Explications de ‣
La combinaison de l'inertie, d'un équilibre ponctué, de la reine rouge et de la coévolution des pratiques signifie que lorsque nous franchissons une frontière, par exemple du produit à l'utilité, nous avons tendance à assister à une destruction rapide du passé (des modèles d'entreprise aux pratiques) en même temps qu'à la création du nouveau (industrie et pratiques). Ce phénomène a été décrit par Joseph Schumpeter sous le nom de Creative destruction (Destruction créatrice).

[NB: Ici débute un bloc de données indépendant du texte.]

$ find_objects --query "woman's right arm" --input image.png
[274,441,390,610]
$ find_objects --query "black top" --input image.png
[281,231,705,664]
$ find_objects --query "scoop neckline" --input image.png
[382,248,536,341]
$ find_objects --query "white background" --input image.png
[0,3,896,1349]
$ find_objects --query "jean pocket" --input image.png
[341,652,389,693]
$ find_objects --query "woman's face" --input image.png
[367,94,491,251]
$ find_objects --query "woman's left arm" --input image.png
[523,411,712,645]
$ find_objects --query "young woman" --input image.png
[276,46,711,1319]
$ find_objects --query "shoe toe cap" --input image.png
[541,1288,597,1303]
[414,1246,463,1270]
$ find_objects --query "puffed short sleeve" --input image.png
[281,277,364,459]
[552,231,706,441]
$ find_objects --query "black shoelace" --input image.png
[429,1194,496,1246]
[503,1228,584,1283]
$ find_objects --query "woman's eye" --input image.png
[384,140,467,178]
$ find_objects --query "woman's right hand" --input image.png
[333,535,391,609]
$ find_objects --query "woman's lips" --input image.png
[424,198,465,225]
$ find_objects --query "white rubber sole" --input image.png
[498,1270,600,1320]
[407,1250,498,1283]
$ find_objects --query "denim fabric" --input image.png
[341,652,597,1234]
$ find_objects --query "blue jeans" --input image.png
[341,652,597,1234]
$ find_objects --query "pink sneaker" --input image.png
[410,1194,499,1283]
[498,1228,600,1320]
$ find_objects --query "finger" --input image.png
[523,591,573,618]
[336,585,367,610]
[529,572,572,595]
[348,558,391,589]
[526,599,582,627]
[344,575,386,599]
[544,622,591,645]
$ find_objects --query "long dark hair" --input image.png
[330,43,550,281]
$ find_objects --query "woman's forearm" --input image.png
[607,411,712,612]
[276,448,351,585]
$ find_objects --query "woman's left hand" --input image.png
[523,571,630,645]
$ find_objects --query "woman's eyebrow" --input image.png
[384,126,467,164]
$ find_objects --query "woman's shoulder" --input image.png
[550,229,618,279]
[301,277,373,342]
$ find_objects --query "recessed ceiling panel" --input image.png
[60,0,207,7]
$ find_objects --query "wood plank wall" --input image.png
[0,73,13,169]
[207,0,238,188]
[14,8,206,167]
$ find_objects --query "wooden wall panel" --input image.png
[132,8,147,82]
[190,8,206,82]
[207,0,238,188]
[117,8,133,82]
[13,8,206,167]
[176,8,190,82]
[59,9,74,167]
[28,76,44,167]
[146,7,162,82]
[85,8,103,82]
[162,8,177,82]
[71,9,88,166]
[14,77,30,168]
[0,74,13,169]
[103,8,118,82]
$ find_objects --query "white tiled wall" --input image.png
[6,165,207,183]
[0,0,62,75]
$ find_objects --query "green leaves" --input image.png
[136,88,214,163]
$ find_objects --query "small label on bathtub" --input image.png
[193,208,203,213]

Si je reprends la figure 143 ci-dessus et que j'y superpose ce flux de capitaux ainsi que le cycle paix, guerre et émerveillement, nous pouvons avoir une idée de ce qui se passe. En même temps qu'un acte est fourni de manière plus efficace par des formes industrialisées et que sa demande augmente en raison d'une longue traînée de besoins non satisfaits et de la création d'une nouvelle industrie, le capital financier s'écoule des anciens vendeurs de produits vers les nouveaux vendeurs et les nouvelles entreprises qui desservent ces nouveaux marchés. Si l'on ajoute à cela la coévolution de nouvelles pratiques causée par l'évolution de l'acte, les nouvelles formes d'organisation qui apparaissent, la vitesse du changement causée par un équilibre ponctué, l'inévitabilité du changement (c'est-à-dire la Reine rouge) et l'inaction des géants du passé causée par l'inertie, on obtient la destruction du passé en même temps que la création de l'avenir. La combinaison de la concurrence avec des schémas climatiques de base tels que l'inertie et la coévolution crée cette pulsation constante de nouveaux besoins des consommateurs, de nouveaux vendeurs, de nouvelles méthodes de production, de nouveaux marchés et de nouvelles formes d'organisation. Ce rythme cardiaque a été décrit par Joseph Schumpeter comme la “destruction créatrice” (voir figure 145) et lorsqu'il devient évident, il est généralement trop tard pour réagir.

Figure 145 — Destruction créatrice
Philippe Aghion est un économiste français, professeur au Collège de France et à l'INSEAD. Il est reconnu pour ses travaux sur la croissance endogène et l'innovation, notamment sa théorie de la croissance par la destruction créatrice schumpétérienne.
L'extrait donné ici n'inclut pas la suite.